Im Anschluss ging es in Richtung der Hackeschen Höfe. Auf dem Weg sammelten wir noch den Cache Rosenstraße ein. Ein unspektakuläres Filmdöschen an einem Denkmal. Am Hackeschen Markt sind wir dann das zweite Mal in die Tourifalle getappt (übrigens liegt da ein gleichnamiger Cache, den wir wegen der vielen Muggel nicht gesucht haben). Bei strahlendem Sonnenschein kam auf dem Markt mit den vielen Restaurants und Kneipen im Freien, den Straßenmusikern und den vielen Menschen südländisches Flair auf.

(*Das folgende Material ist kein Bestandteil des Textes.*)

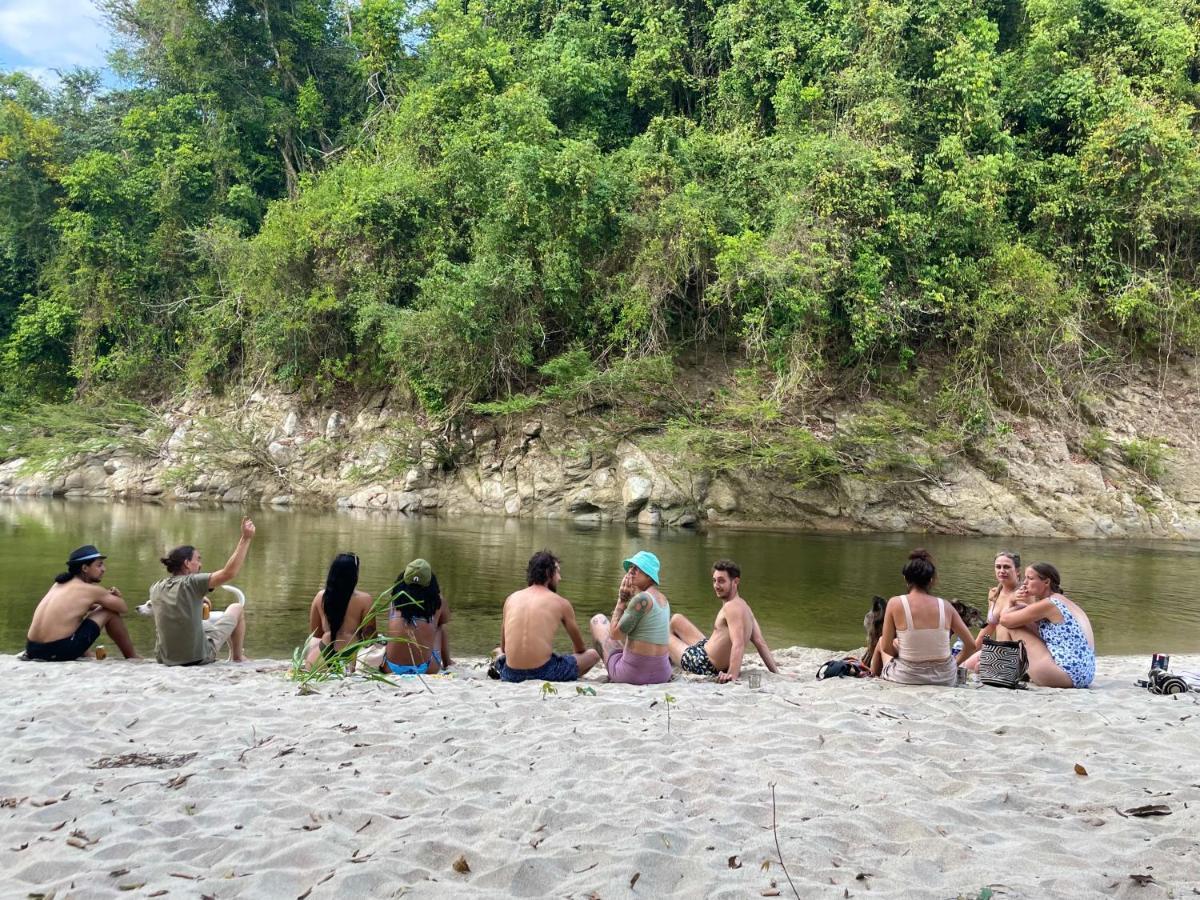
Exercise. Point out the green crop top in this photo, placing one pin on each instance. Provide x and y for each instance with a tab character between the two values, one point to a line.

Wir entschieden uns etwas zu essen und die Atmosphäre zu genießen. Ich weiß gar nicht mehr genau wie das Lokal hieß aber das Essen, die Bedienung und vor allem der Preis waren der totale Reinfall. Nach einer Besichtigung der Hackeschen Höfe spazierten wir noch über die Oranienburgerstraße, wo es in der Eismanufaktur grandios schmeckendes Eis zu kaufen gibt.

BodemuseumWeltzeituhrTacheles

Am Abreisetag entschieden wir uns für dafür, unsere Füße zu schonen und mit einer dreistündigen Bootstour über die Spree, die Eindrücke zu festigen und das schöne Wetter zu genießen. Leider war die Tour dann nicht so schön wie uns Bekannte es versprochen hatten. Die vom Band abgespielten Kommentare beschränkten sich in weiten Teilen auf “Bitte hinsetzen die Brücke ist so niedrig” und “Für den kleinen und großen Hunger bietet unsere Gastronomie ein breites Angebot an BlaBla”. Wichtiges Mitbringsel der Bootstour war dann vor allem eine völlig verbrannte Stirn, die an den folgenden Arbeitstagen noch viel Aufsehen erregt hat. Dank dem schönen Wetter und einem leckeren Mittagessen an der Spree war der Tag aber dann trotzdem sehr schön – und das ganz ohne Log.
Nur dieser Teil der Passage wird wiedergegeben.